'Black Mirror' Season 5 Easter Eggs Establish a Shared Tuckersoft Universe

How a single virtual reality device is becoming a connective thread for 'Black Mirror.'

The thing about anthologies is that you don’t have to watch everything. Each story is one-and-done, with no promise of a continuation. And that’s still true in Charlie Brooker’s dark sci-fi series Black Mirror, but after introducing the concept of a shared universe in previous episodes like Season 4’s “Black Museum,” one Black Mirror Season 5 episode pushes the idea ever further with a clever Easter egg: Welcome to the Tuckersoft-verse?

Black Mirror Season 5, Episode 1 “Striking Vipers” tells the story of two best friends who intimately bond in a virtual reality fighting game. It also involves a very familiar device VR device that Black Mirror fans will have seen before.

While the VR device doesn’t have an official name, it looks and behaves exactly like the devices used in the Season 4 episode, “USS Callister.” Like “Striking Vipers,” that episode was also set in a contemporary reality not too far in the future, though it followed a group of sentient A.I. trapped in a private, Star Trek-esque video game mod run by a lonely programmer.

Anthony Mackie, using the TCKR Systems virtual reality device in 'Black Mirror' Season 5.


Even more telling, though, is the branding on the VR device itself. When it’s first given as a gift we see that the label reads “TCKR SYSTEM.” This seems like a clear reference to Black Mirror’s interactive episode, “Bandersnatch,” which took place in 1984 and focused on an early video game company called Tuckersoft in 1984. “Striking Vipers” seems to suggest that Tuckersoft eventually became TCKR as it shifted into the 21st century and embraced virtual reality gaming.


In case that wasn’t clear enough, the folks behind Black Mirror even updated the Tuckersoft website, which originally launched to promote “Bandersnatch” with a distinct Web 1.0 vibe. Check back today and it’s been updated to promote the fictional new game “Striking Viper.” It even features the same VR brain-scanning device.



While there is no other connective tissue to the episodes besides the existence of this unique VR device, it’s a very unique VR device, and it’s uncanny how similar it looks across both episodes. No more than an in-ear bud and a silver button that attaches to one’s temple, the device basically works like The Matrix as it drops one’s consciousness into a simulated program.

It it possible that TCKR and the gaming company in “USS Callister” are somehow also connected? Or are they simply competing VR video game companies? The Black Mirror version of PlayStation vs. Xbox?
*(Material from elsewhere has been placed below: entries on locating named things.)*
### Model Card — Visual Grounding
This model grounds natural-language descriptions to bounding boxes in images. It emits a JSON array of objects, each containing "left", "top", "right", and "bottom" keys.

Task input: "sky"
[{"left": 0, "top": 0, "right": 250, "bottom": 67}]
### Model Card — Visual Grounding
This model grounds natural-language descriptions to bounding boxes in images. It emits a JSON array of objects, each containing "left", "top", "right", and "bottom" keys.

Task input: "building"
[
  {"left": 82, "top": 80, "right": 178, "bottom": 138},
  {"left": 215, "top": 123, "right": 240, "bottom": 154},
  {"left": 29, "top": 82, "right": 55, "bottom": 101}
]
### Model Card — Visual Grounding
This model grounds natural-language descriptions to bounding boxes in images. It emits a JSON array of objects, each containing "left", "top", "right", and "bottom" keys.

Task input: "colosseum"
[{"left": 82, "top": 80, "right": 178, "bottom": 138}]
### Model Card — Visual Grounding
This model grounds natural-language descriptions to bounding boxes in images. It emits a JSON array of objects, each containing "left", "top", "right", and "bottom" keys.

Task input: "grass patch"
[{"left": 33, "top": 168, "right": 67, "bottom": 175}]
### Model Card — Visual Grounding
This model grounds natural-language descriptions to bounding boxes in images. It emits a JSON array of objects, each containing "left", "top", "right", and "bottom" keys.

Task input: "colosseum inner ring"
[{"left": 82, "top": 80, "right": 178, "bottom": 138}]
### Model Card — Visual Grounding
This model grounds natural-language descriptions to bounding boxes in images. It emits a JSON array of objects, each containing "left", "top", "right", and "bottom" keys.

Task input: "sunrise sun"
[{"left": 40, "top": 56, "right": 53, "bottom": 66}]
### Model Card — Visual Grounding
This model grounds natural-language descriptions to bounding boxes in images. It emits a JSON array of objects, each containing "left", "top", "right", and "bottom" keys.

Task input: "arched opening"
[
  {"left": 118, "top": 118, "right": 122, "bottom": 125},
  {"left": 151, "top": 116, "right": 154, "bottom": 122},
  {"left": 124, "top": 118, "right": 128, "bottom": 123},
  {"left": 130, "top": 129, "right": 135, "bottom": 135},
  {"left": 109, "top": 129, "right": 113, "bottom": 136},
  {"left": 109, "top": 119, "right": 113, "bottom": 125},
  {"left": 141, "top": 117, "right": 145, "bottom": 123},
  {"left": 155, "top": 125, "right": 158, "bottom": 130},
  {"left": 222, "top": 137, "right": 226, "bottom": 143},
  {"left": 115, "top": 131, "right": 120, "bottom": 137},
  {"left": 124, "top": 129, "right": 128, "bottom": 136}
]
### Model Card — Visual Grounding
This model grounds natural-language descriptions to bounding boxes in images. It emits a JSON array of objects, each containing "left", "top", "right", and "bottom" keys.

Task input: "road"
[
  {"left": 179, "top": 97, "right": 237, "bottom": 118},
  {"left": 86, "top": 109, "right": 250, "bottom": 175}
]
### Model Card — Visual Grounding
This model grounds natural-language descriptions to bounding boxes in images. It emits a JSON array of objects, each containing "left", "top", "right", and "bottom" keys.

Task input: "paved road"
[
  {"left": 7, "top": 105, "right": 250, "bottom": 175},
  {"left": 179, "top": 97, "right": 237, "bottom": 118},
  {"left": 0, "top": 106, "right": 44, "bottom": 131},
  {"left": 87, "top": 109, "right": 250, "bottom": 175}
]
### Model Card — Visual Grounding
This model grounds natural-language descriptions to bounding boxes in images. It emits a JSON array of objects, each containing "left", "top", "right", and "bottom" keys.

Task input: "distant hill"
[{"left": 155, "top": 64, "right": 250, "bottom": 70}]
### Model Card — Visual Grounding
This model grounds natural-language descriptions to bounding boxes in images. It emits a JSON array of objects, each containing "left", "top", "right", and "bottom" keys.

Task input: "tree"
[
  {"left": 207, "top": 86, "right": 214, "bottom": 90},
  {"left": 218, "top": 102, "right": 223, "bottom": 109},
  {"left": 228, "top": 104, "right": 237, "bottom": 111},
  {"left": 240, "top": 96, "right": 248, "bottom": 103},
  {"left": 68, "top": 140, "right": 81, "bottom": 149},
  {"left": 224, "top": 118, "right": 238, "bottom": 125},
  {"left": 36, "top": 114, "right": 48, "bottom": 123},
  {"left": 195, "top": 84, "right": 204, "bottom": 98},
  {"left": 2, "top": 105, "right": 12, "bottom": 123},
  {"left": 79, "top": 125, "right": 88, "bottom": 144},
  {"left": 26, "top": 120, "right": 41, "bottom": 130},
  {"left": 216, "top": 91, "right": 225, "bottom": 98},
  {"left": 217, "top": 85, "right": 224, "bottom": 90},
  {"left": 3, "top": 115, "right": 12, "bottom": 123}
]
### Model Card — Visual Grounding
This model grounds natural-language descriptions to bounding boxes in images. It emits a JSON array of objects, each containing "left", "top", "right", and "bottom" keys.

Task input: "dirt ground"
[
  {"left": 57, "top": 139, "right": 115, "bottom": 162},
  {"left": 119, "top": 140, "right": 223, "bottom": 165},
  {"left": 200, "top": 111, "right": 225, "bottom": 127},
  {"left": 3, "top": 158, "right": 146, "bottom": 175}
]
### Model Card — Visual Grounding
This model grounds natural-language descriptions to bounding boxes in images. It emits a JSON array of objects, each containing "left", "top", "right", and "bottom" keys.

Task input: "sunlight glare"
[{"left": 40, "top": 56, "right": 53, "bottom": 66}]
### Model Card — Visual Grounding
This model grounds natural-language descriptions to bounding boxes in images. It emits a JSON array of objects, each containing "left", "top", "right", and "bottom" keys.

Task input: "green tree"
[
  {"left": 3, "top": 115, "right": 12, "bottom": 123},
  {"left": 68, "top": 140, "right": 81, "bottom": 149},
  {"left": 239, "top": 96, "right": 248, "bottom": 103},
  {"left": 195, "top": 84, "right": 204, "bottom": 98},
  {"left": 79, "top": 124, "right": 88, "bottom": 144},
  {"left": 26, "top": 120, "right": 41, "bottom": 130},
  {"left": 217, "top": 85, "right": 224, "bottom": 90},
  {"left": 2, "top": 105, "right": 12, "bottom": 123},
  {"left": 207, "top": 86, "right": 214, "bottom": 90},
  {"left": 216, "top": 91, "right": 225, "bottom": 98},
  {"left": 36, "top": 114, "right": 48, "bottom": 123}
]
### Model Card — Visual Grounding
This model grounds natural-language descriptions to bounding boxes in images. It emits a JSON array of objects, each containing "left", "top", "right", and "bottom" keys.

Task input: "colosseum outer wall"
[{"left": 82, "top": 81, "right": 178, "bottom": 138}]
This isn’t the first time Black Mirror has hinted at a single continuity, even if the reality is that it’s cheaper to reuse props and assets. Everything from pregnancy tests (“Be Right Back” and “White Christmas”), contact lenses (“The Entire History of You” and “Men Against Fire”) and fictional news outlets (UKN, seen in various episodes) all serve as connective threads across episodes to the point that some fans think there’s an actual linear timeline of episodes.

Actor Jesse Plemons in 'Black Mirror' Season 4, playing a character using the same TCKR Systems virtual reality device seen later in "Striking Vipers."


In a 2016 interview with Thrillist, creator Charlie Brooker shut down the linear timeline theory, insisting that the stories in Black Mirror only share a psychological continuity and not a literal one.

“I’ve read a couple things where people have tried to work out whether this whole thing is set in one coherent universe, and my view is, if they want to believe that, that’s fine,” he said. “But I don’t approach it that way, any more than The Twilight Zone was set in one coherent universe. It’s probably all in the same psychological universe.”

After Black Mirror Season 5, we’re not so convinced, and it seems pretty clear that at least a few of these episodes share the same continuity. But just because Brooker and his co-showrunner Annabel Jones keep creating connective tissue doesn’t mean there’s actually a single storyline. After all, this might just be another way the series likes to mess with its viewers.

Whether or not all episodes of Black Mirror are set in the same universe, it’s still the same, very accessible series that isn’t bogged down by a single serial narrative. You can still watch “Striking Vipers” or any of the new Season 5 episodes without having seen “Bandersnatch” or “USS Callister,” and the series will still leave you with the same pressing questions about one’s existence in the universe. That’s just the Black Mirror way.

Black Mirror Season 5 is streaming now on Netflix.